Is there any other way that I can identify bottlenecks in a more
positive way?
Re: ZFS vs. UFS
By Ivan Voras at 07/24/2012 - 09:18On 24/07/2012 14:51, Laszlo Nagy wrote:
Hi,
I think you might actually get a bit more performance out of ZFS,
depending on your load, server configuration and (more so) the tuning of
ZFS... however UFS is IMO more stable so I use it more often. A hardware
RAID card would be good to have, but you can use soft-RAID the usual way
and not be locked-in by the controller.
You can activate softupdates-journalling on UFS if you really want it,
but I find that regular softupdates is perfectly fine for PostgreSQL,
which has its own journalling.
Re: ZFS vs. UFS
By Craig A. James at 07/24/2012 - 10:34Relying on physically moving a disk isn't a good backup/recovery strategy.

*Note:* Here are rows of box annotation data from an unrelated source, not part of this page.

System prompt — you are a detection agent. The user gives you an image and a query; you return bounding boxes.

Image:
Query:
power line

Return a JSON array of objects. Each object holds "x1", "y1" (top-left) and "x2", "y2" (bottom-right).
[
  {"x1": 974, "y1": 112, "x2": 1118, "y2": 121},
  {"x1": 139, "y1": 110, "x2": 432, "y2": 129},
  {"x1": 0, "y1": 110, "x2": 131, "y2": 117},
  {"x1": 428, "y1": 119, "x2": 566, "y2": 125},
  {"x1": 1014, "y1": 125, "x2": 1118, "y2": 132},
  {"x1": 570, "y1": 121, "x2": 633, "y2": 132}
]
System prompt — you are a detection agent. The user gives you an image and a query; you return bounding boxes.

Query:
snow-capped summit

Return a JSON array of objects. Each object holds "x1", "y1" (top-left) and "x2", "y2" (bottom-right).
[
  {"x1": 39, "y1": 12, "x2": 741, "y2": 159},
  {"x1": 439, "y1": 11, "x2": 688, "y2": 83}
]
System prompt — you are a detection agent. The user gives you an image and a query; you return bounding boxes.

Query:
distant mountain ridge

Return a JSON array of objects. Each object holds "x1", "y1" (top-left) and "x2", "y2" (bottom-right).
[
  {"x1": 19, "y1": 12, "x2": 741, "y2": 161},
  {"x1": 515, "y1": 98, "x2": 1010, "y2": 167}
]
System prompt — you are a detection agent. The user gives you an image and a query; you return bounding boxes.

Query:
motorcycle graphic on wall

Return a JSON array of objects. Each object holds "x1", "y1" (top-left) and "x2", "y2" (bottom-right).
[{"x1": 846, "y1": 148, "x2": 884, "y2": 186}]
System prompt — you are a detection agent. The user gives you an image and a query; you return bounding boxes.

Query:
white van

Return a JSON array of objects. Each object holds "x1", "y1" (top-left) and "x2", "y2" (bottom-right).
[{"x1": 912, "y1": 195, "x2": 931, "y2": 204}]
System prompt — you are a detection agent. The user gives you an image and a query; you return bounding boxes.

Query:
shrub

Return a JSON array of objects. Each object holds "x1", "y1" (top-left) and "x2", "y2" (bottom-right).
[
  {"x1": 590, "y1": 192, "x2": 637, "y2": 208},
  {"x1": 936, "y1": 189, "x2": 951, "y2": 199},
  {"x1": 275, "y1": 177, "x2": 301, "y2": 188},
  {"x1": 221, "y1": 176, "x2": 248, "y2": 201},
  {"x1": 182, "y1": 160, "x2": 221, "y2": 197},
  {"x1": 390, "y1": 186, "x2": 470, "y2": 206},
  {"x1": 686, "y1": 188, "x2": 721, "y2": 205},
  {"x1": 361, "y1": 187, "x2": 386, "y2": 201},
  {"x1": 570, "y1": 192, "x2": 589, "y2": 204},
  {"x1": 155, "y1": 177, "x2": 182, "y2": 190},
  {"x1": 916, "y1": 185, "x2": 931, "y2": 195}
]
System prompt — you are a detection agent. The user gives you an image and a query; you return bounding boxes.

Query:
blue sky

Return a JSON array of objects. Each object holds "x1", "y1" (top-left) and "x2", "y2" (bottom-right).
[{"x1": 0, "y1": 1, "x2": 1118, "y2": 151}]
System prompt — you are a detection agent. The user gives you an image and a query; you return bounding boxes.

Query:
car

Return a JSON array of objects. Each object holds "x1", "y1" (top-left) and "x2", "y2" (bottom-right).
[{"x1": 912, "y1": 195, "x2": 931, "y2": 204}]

Disks are the least reliable single component in a modern computer. You
should figure out the best file system for your application, and separately
figure out a recovery strategy, one that can survive the failure of *any*
component in your system, including the disk itself.
Craig
Re: ZFS vs. UFS
By Laszlo Nagy at 07/24/2012 - 14:27Re: ZFS vs. UFS
By Craig A. James at 07/24/2012 - 15:14Only you can answer that because it depends on your application. If you're
operating PayPal, you probably want 24/7 100% reliability. If you're
operating a social networking site for teenagers, losing data is probably
not a catastrophe.
In my experience, most data loss is NOT from equipment failure. It's from
software bugs and operator errors. If your recovery plan doesn't cover
this, you have a problem.
Craig
Re: ZFS vs. UFS
By Georgi Naplatanov at 07/24/2012 - 09:03Hi.
As far as I know UFS is faster than ZFS on FreeBSD 9.0.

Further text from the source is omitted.